Location
- South End Bassingbourn Royston, Hertfordshire, SG8 5NJ England 52°04′32″N 0°03′35″W﻿ / ﻿52.07543°N 0.05959°W

Information
- Type: Academy
- Established: 1969
- Local authority: Cambridgeshire
- Specialist: Technology / creative arts
- Department for Education URN: 137427 Tables
- Ofsted: Reports
- Head teacher: Ian Stoneham
- Gender: Coeducational
- Age: 11 to 16
- Enrolment: 666 As of 2024^{[update]}
- Capacity: 625
- Houses: Artemis, Athena, Hercules, Atalanta
- Colours: Burgundy and gold
- Website: www.bassingbournvc.net

= Bassingbourn Village College =

Bassingbourn Village College is an academy school in Bassingbourn, just across the Cambridgeshire border from Royston, Hertfordshire. As of 2024 it has 666 students.

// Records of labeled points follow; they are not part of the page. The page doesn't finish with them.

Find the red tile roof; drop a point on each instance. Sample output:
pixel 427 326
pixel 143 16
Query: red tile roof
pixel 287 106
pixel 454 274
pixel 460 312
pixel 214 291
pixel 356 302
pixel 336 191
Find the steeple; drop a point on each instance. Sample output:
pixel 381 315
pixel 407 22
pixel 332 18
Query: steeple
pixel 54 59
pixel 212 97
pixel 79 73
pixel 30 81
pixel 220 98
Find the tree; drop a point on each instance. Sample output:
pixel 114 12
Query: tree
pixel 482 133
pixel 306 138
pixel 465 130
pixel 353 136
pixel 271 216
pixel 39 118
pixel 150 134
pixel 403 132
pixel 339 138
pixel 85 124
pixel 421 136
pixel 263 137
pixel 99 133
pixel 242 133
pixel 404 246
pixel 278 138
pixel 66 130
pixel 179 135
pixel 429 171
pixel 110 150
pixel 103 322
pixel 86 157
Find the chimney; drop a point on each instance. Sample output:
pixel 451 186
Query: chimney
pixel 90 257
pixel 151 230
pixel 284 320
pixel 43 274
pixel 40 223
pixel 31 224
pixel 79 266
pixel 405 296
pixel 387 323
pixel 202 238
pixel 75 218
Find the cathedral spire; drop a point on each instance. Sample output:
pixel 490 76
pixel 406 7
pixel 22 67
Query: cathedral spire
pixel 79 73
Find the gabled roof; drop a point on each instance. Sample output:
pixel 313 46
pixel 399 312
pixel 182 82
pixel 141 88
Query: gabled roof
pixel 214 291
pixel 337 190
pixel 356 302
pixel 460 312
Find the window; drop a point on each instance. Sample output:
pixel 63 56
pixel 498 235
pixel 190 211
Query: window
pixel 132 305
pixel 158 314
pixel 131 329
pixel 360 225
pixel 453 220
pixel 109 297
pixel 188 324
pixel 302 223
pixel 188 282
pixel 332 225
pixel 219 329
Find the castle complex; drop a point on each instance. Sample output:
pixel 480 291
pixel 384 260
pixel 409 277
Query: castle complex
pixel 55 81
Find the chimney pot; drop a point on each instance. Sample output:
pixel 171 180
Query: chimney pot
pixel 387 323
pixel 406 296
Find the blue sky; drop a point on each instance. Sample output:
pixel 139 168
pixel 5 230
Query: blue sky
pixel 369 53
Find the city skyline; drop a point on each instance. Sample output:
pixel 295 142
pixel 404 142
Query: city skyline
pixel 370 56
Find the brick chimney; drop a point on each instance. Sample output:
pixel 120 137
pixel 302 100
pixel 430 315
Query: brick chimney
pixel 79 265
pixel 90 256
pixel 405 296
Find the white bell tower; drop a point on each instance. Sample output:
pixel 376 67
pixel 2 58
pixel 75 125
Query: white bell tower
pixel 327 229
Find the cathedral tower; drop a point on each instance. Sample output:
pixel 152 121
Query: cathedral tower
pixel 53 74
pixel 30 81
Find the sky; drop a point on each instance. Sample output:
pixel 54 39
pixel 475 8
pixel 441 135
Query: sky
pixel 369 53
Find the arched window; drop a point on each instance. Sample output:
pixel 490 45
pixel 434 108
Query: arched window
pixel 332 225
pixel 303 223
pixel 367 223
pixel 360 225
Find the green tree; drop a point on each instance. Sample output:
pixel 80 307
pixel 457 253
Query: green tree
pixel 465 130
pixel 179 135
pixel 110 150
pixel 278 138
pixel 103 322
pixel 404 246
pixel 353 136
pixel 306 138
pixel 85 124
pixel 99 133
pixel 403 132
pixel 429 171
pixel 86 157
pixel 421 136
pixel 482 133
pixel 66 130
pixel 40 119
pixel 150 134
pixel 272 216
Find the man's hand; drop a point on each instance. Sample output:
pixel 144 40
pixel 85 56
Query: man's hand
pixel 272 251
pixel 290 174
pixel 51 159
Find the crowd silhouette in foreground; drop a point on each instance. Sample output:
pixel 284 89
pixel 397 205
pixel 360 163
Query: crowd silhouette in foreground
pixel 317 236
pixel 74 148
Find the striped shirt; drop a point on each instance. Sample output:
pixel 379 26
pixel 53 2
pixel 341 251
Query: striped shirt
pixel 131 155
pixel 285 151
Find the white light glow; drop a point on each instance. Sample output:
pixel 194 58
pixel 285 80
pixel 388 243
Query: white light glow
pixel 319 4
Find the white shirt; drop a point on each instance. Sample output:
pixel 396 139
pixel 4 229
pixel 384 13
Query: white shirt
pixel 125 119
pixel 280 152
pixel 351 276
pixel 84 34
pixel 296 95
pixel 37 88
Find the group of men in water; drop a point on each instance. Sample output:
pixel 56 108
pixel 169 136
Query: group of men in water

The college teaches students from Year 7 to Year 11. It is part of the Anglian Learning academy trust.

Bassingbourn Village College was rated "good" by Ofsted in 2023 and the majority (90%) of school leavers continue in education.

The college is divided into four houses: Artemis, Athena, Hercules, Atalanta.